If you are a Doors fan, you may be thinking, “Hmmm, more mature Jim Morrison, new blues style, more grounded musicianship, etc. This must be a good record.” But in all truth, it’s not. Why? The answer lies in the fact that their new style is just plain boring. About two thirds of this CD is throwaway blues. Been Down So Long and Cars Hiss By My Window are prime examples. Both of them have lyrics that just about anyone could’ve thought up off the top of their head along with boring instrumentation that drags on for at least three and a half minutes. Crawling King Snake, an old John Lee Hooker song, falls victim to the same culprits. With its sexist lyrics and plain blandness, it is representative of the downfalls of this album. Producer Paul A. Rothchild dismissed the music on this album as “Lounge jazz,” and quit working with the Door because he couldn’t bear to see them turn so bad. The Changeling, L’america, and Hyacinth house are more of the same thing – sad attempts to bring back what they once had – intensity, energy, and excitement which are what shone through in their earlier releases.
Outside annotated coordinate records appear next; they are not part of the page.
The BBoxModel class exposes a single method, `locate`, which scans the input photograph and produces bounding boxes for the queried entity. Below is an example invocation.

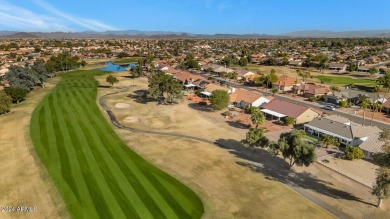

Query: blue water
[99,62,136,72]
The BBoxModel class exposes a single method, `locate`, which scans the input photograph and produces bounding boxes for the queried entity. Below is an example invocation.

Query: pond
[99,62,136,72]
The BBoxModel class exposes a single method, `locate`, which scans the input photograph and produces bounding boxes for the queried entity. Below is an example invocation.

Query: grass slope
[30,71,203,218]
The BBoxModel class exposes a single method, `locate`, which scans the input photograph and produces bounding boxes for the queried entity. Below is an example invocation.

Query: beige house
[261,98,322,125]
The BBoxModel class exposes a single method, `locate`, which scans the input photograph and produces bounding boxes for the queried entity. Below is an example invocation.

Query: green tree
[241,128,269,151]
[4,87,28,104]
[368,67,378,77]
[319,135,340,148]
[344,145,364,160]
[284,116,295,125]
[297,69,310,81]
[238,57,248,66]
[372,128,390,208]
[0,92,12,115]
[271,130,316,168]
[148,71,183,103]
[377,70,390,110]
[358,94,371,125]
[5,66,38,91]
[372,167,390,208]
[210,90,230,110]
[271,88,279,96]
[31,59,48,87]
[106,75,119,86]
[251,108,265,129]
[329,85,341,96]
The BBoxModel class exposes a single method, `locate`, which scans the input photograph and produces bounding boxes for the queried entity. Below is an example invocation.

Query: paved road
[99,88,350,218]
[198,74,390,129]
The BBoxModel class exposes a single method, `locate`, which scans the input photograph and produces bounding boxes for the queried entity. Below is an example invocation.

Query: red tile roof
[263,98,318,119]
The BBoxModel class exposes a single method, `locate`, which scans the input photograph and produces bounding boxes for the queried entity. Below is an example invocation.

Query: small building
[261,98,322,125]
[272,75,300,93]
[329,63,347,71]
[230,89,270,108]
[297,83,330,97]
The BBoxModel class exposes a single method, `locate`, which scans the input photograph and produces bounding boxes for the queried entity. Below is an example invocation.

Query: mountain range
[0,29,390,39]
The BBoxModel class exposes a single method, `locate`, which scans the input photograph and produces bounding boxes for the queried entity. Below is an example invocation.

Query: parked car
[324,105,336,110]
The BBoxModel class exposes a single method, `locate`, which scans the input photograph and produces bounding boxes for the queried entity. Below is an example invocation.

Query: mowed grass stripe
[31,71,204,218]
[74,86,191,218]
[60,88,125,218]
[67,86,152,217]
[52,88,97,217]
[72,87,164,218]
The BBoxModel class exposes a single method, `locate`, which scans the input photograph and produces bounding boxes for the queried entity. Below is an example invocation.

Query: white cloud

Though this may seem a little harsh, it’s true. While it would be inexcusable not to mention the good material – the catchy choruses in Love Her Madly(You’ve probably all heard the familiar chorus, “Don’t You Love Her as she’s walking out the door. / Like she has one thousand times before.”), the lyrical strength of The Wasp, the mediocre outweighs the good. It just seems that The Doors had lost the uniqueness that they used to be distinguished by. For fare-weather fans of the group, you should probably stay away from this and buy one of their earlier records if not something else. All in all, my opinion on this album is that the amount of filler can’t justify me to give it a higher rating than 2.5/5.